The news was expected. It was finally formalized by the Minister of Health Olivier Véran, himself, at the end of last week. From this Tuesday, PrEP, the prophylactic treatment to prevent infection by HIV, can be prescribed directly by all
doctors and in particular general practitioners.
What further curb the epidemic, according to the Niçois Pascal Pugliese, president of the French Society against AIDS. And this, while the decline in the number of screenings observed during the health crisis, may raise fears of a deterioration of the situation.
What is this decision about PrEP going to change, in concrete terms?
We are going to reach a much larger audience and this is a significant new step forward in the fight against AIDS. The use of two molecules as a prophylaxis, in particular with certain populations at risk, has been permitted in France since 2016. In addition to the condom and the treatment of HIV-positive people. But, only hospitals and Cegidds [Centres gratuits d’information, de dépistage et de diagnostic] could initiate this protocol. Apart from the fact that going to these structures could hold some people back, there was also the question of distance. It is clear that the 30,000 people who benefit from PrEP, mainly men who have sex with men [HSH], are mainly in metropolitan areas.
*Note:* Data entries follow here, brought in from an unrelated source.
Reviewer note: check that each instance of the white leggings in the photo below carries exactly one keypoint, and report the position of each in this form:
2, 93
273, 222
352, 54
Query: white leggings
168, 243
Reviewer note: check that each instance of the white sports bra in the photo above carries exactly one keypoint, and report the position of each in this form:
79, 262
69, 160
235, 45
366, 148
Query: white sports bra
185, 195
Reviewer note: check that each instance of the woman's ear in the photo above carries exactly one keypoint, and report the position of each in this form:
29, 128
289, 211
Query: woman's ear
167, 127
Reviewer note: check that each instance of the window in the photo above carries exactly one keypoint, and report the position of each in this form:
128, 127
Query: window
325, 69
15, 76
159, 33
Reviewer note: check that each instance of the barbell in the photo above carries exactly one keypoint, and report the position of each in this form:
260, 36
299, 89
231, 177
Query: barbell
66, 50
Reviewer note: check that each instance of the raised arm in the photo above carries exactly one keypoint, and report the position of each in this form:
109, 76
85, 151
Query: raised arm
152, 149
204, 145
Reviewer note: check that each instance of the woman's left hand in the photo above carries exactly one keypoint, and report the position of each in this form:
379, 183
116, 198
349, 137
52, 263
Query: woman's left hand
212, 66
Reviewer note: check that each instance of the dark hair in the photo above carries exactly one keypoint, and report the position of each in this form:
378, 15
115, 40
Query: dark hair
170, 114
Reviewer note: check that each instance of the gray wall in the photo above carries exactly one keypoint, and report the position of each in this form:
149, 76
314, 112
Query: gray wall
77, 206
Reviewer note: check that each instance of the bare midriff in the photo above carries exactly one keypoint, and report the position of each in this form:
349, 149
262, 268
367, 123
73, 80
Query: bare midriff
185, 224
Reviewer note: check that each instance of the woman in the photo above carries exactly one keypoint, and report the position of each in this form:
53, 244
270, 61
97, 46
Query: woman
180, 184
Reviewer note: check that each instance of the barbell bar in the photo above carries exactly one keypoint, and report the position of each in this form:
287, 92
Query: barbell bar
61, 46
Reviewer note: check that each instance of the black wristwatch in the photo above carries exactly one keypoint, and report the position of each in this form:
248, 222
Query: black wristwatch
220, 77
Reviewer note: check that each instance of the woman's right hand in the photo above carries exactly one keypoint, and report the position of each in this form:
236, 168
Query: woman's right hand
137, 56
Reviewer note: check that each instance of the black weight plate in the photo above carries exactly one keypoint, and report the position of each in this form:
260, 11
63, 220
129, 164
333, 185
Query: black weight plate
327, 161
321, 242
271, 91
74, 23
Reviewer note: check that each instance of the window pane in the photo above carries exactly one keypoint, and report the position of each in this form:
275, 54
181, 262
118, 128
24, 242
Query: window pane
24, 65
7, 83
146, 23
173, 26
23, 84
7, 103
So the idea is to trivialize this treatment?
Exactly. It is to put PrEP on the same level as using a condom. Although, it is important to remember, the condom also protects against other sexually transmitted infections. PrEP is a complement, it is part of a global strategy to fight HIV.
What is the quantified objective with this new decision?
We could imagine going from 30,000 to 60,000 people within two to three years. But the use of PrEP is not set in stone. This is something that singles will stop taking when in a relationship. And vice versa. Opening it to all physicians will increase this flexibility. But PrEP isn’t just for MSM. People who can be multi-partners at some point in their life will have a greater vulnerability to HIV. The idea is also to reach also those who come from countries with a high prevalence of HIV, in particular sub-Saharan Africa.
Are doctors going to have to train?
An e-learning platform is open to allow them to upgrade in two or three hours. They can find guidance on how to approach sexual health issues with their patients.
What are the results ?
It should be noted that we are looking back on this treatment, which has been used for a long time for HIV-positive people. And it is very well tolerated. Rarely, kidney function may deteriorate, but patients taking PrEP are monitored anyway. In the Nice region, we have observed a drop in the number of new contaminations of around 40%.
The number of screenings fell by 10% with the health crisis, but so did interactions, at least logically …
Studies were done, especially among MSM, and even during periods of confinement, there were a small number of people who continued to be exposed. It is therefore very important to resume screening as soon as possible as we are entering a period that we all hope will be a little lighter. The average time between infection and diagnosis is still 3 years in France and that is a lot of time wasted.